Modèle de chion

Si le guide des objets sonores cherchait à synthétiser la pensée de Schaeffer en une forme gérable et utilitariste, Sound adopte l`approche opposée, ne conservant qu`une sélection des termes clés de Schaeffer, tout en les compliquant et en élargissant ainsi leur portée et Applicabilité. Pourtant, comme l`intitulé d`une section le dit, «il n`y a pas de contourner Schaeffer» (188). Dans l`avant-dernier chapitre, Chion offre une brève présentation du vocabulaire de Schaeffer pour décrire les caractéristiques perçues d`un objet sonore, tel que divulgué par une écoute réduite. Déjà dans le traité, Schaeffer a appelé à abandonner la notion de timbre, pour lui une catégorie confuse qui a subsumé de nombreuses caractéristiques distinctives sous ce que Chion appelle «une notion fondamentalement causaliste» (174). [5] lorsque le timbre ne peut nommer qu`une source ou au mieux une texture, Schaeffer aborde le son comme étant composé de deux dimensions: la masse (comment un son occupe le champ de Pitch) et le maintien en puissance (comment un son s`étend ou non en termes de durée) (175). À leur tour, ces deux aspects donnent neuf catégories (dans la typologie simplifiée de Chion) qui permettent d`organiser presque tous les types de sons, des sons «toniques continus» aux sons «itératifs variés» (176). Une fois la typologie établie, on peut décrire les qualités morphologiques d`un son en termes de masse, de profil dynamique, de timbre harmonique, de grain, de roulement (ou allure en Français), de profil mélodique et de profil de masse (178). Ce schéma de base est moins un système classificatoire rigoureux qu`un modèle heuristique pour décrire les sons. Il a le potentiel de devenir un langage commun pour les étudiants sains de toutes les disciplines si enseigné dans le cadre de cours de son d`introduction qui pourrait compléter ou même remplacer la séquence de théorie de la musique standard. Comme l`objet qu`il discute, Sound est un livre accompli et de grande envergure qui chevauche de nombreuses disciplines et reste obéissant à aucun. Ce n`est pas la concession ou l`engouement de l`auteur avec l`interdisciplinarité à la mode et ses malles fréquentés.
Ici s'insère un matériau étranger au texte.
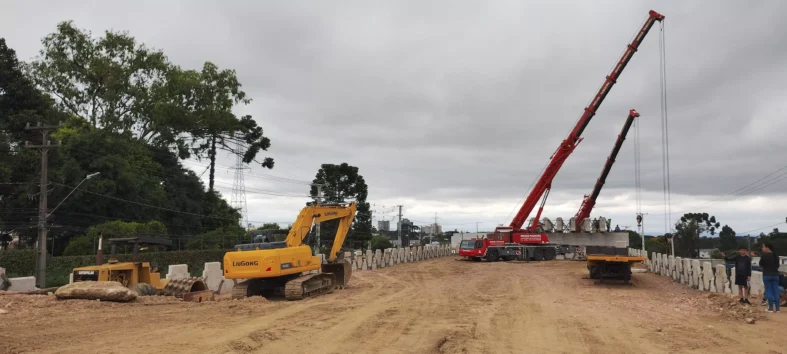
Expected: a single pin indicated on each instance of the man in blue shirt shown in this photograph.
(742, 273)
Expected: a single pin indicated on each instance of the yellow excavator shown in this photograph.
(281, 267)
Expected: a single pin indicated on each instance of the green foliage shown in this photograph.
(87, 244)
(270, 226)
(727, 238)
(20, 104)
(221, 238)
(635, 240)
(121, 86)
(688, 230)
(380, 243)
(340, 184)
(123, 108)
(22, 262)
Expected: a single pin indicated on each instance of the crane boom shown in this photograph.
(544, 183)
(588, 202)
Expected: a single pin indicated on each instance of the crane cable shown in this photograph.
(665, 133)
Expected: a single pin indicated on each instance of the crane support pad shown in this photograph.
(617, 259)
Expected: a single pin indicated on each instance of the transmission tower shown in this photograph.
(238, 199)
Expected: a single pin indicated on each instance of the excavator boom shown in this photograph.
(589, 201)
(320, 213)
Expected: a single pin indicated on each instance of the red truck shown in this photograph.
(523, 247)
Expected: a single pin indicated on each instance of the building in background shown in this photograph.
(432, 229)
(457, 238)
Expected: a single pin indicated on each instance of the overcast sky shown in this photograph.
(454, 107)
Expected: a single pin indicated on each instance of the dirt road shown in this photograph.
(436, 306)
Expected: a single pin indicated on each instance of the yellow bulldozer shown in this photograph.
(286, 267)
(141, 277)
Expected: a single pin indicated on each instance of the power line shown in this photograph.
(764, 227)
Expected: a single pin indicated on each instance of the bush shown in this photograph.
(86, 244)
(22, 263)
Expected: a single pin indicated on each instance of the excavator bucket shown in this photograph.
(342, 269)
Schaeffer avait déjà sous-titré son traité des objets musicaux un essai interdisciplines (SIC), empruntant librement l`anthropologie, la linguistique structurelle et la phénoménologie, ainsi que la musicologie et sa pratique en tant que compositeur [7]. Chion ajoute de la littérature, de la psychanalyse et des études de cinéma dans le mix, offrant aux étudiants du son des possibilités multiples de poursuivre nos recherches. Peut-être, de toute urgence, nous devrions nous concentrer sur les lacunes politiques laissées dans une conversation qui, pour la plupart, est restée dans un certain monolinguisme culturel. La traduction accomplie de Steintrager du son de Chion est un formidable départ, mais les étudiants sains doivent garder leurs oreilles toujours ouvertes à la différence dans toutes ses formes résonantes. Chion suit cette exposition utile avec une discussion des objections communes à la théorie de l`objet sonore. Il distribue rapidement les critiques qui prétendent que le système de Schaeffer ne tient pas compte de tous les sons, en particulier ceux qui ont des critères typologiques ou morphologiques ambigus qui semblent dépasser les paramètres donnés. Chion défend ici Schaeffer, expliquant que, contrairement au système différentiel de langage décrit par Saussure, le «sens» de l`objet sonore ne réside ni dans les décisions (182). L`approche descriptive vise plutôt à révéler des aspects du son que nous subsumer souvent sous des oppositions larges, comme le ton/le bruit, par exemple. Pour Chion, cependant, la véritable lacune de Schaeffer est qu`il accorde trop peu d`attention au comportement de l`objet sonore dans l`espace, comme la distance de la source sonore réelle ou imaginaire, ou la présence de réverbérations qui pourraient altérer ou modifier entièrement un son Morphologie.